How astronomers use pulsars to observe evidence of dark matter

Exciting evidence of possible dark matter objects has been discovered with the help of the “clocks” of the universe. These pulsars—orbiting neutron stars that emit lighthouse-like radio wave radiation that rapidly travel through space—were used to identify mysterious hidden masses.

Pulsars earn their nickname because they send out electromagnetic radiation at very regular intervals, from milliseconds to seconds, making them extremely accurate clocks.

Prof John Losecco, of the University of Notre Dame, the astronomer behind the study, who will present his findings at this week’s National Astronomy Meeting at Hull University, said: “Science has developed very precise methods of measuring time.

“We have atomic clocks on Earth and pulsars in space.”

“While it has been known for slowing down light for over a century, it has had very little use until now.”

Professor Loseco observed shifts and delays in the timing of the pulsars, indicating that radio beams are orbiting an invisible density of mass somewhere between the pulsar and the telescope.

He believes these invisible masses are candidates for dark matter objects.

Professor Loseco studied the arrival time delays of radio pulses, which normally have nanosecond resolution. He searched along the path of the radio pulse within the PPTA2 survey data released from the Parks Pulsar time series.

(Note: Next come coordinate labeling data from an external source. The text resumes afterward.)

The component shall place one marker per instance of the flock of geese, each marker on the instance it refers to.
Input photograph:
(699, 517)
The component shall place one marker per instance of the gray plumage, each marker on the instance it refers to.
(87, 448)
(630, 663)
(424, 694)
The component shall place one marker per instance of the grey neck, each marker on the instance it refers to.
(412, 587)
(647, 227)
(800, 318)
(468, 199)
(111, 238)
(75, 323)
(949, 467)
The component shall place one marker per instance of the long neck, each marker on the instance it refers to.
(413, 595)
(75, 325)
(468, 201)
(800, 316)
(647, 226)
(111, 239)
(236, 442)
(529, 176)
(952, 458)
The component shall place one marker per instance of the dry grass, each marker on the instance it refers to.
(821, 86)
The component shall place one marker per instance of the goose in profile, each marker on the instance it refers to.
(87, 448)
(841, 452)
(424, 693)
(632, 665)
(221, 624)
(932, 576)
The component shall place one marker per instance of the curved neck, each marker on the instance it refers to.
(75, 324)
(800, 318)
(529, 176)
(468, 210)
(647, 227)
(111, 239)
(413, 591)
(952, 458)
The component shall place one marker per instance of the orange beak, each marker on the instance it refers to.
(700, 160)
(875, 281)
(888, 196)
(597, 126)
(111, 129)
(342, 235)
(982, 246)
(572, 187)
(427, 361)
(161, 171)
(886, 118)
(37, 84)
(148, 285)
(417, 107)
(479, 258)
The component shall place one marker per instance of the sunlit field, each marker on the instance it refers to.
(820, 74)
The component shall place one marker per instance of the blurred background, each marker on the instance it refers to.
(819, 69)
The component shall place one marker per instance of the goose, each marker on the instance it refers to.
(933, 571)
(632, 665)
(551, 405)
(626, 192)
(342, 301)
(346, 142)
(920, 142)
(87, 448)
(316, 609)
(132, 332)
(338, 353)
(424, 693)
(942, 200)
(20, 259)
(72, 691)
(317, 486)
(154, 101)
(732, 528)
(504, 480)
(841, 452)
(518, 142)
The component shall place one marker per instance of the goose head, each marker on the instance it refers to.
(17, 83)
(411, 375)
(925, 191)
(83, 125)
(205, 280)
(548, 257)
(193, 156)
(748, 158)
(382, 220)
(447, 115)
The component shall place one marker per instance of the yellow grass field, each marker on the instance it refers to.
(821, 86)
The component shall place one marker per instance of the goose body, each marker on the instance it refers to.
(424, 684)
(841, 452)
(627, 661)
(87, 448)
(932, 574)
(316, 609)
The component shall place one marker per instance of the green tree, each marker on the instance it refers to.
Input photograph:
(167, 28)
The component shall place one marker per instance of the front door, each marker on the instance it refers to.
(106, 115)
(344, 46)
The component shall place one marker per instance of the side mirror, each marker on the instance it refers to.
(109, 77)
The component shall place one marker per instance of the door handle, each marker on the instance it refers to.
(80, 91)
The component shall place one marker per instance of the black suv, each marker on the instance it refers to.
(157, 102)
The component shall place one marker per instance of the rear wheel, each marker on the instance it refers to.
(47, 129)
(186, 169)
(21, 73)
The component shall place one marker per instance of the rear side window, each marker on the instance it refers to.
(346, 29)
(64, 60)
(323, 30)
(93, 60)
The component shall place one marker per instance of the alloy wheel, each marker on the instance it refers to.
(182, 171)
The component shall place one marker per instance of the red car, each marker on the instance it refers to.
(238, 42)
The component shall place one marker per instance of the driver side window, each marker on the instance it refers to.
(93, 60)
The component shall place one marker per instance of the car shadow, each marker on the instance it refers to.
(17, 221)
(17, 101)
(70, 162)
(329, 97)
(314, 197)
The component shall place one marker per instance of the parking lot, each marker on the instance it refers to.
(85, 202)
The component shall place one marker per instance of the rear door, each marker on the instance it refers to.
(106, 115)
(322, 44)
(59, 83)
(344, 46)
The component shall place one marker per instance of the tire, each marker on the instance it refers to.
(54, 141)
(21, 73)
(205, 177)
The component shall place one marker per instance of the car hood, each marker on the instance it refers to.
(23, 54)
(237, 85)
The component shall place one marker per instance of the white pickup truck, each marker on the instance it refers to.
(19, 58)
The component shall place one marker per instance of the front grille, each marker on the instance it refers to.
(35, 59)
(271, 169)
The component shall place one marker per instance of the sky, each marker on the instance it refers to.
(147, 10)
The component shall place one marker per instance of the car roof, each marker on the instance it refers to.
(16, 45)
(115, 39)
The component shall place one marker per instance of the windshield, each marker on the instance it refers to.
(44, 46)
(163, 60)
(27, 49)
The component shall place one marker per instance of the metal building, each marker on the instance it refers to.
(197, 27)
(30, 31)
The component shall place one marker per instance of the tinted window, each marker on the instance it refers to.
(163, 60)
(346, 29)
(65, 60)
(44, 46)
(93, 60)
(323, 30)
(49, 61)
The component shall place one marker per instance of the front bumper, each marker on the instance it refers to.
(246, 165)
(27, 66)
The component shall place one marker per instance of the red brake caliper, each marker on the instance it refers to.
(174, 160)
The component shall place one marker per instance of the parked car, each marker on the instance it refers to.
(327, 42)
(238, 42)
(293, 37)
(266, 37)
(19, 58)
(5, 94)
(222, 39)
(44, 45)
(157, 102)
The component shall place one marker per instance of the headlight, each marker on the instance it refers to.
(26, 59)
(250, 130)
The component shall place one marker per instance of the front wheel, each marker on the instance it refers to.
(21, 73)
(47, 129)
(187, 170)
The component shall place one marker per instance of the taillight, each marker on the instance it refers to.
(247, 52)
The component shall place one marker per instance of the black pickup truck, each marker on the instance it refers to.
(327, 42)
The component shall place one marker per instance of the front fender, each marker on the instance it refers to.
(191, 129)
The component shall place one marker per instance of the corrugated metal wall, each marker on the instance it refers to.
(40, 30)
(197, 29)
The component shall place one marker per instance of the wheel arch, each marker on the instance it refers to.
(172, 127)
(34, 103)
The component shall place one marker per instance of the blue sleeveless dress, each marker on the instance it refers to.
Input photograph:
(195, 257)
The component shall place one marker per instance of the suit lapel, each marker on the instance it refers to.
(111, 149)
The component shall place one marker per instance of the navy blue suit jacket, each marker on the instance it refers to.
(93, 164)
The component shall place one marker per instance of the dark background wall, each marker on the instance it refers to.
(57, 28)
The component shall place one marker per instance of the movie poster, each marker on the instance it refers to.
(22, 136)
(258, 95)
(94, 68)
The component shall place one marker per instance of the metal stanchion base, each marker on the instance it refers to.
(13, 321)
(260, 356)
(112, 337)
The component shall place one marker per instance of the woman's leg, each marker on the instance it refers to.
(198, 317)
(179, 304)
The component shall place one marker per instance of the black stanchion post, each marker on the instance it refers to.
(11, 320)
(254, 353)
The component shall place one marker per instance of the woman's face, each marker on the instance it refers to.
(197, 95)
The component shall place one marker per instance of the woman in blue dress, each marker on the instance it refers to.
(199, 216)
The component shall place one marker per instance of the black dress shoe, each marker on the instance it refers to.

This ongoing project will produce accurate measurements of pulse arrival times using data from seven different radio telescopes: Effelsberg, Nansai, Westerbork, Green Bank, Arecibo, Parks and Lovell, the latter in Cheshire.

Pulses have a cadence of about three weeks in three monitoring bands.

Deviations during arrival due to dark matter have a well-defined shape and a magnitude proportional to its mass.

The passage of light near regions of dark matter is slowed by its presence. A search of detailed data from 65 ‘millisecond pulsars’ has revealed about a dozen events that appear to be interactions with dark matter.

“We take advantage of the fact that the earth moves, the sun moves, pulsars move and even dark matter moves,” says Professor Losecco.

“We observe the deviations in arrival time caused by the change in the distance between the mass we are observing and the line of sight for our ‘watch’ pulsar.”

A sun-sized mass can produce a delay of about 10 microseconds. The observations made by Professor Loseco have precision on the order of nanoseconds, 10,000 times smaller.

Professor Loseco said: “One of the findings indicates a distortion of about 20% of the mass of the sun. “This object could be a candidate for dark matter.”

He also confirmed that a side effect of this study is that it improves the pulsar timing data sample. This fine sample was collected to look for evidence of low-frequency gravitational radiation.

Dark matter objects add ‘noise’ to that data, so identifying and removing samples cleans them of some variability, eliminating such noise during further searches for gravitational radiation.

“The true nature of dark matter is a mystery,” Professor Loseco said. “This study sheds new light on the nature of dark matter and its distribution in the Milky Way and may also improve the accuracy of detailed pulsar data.”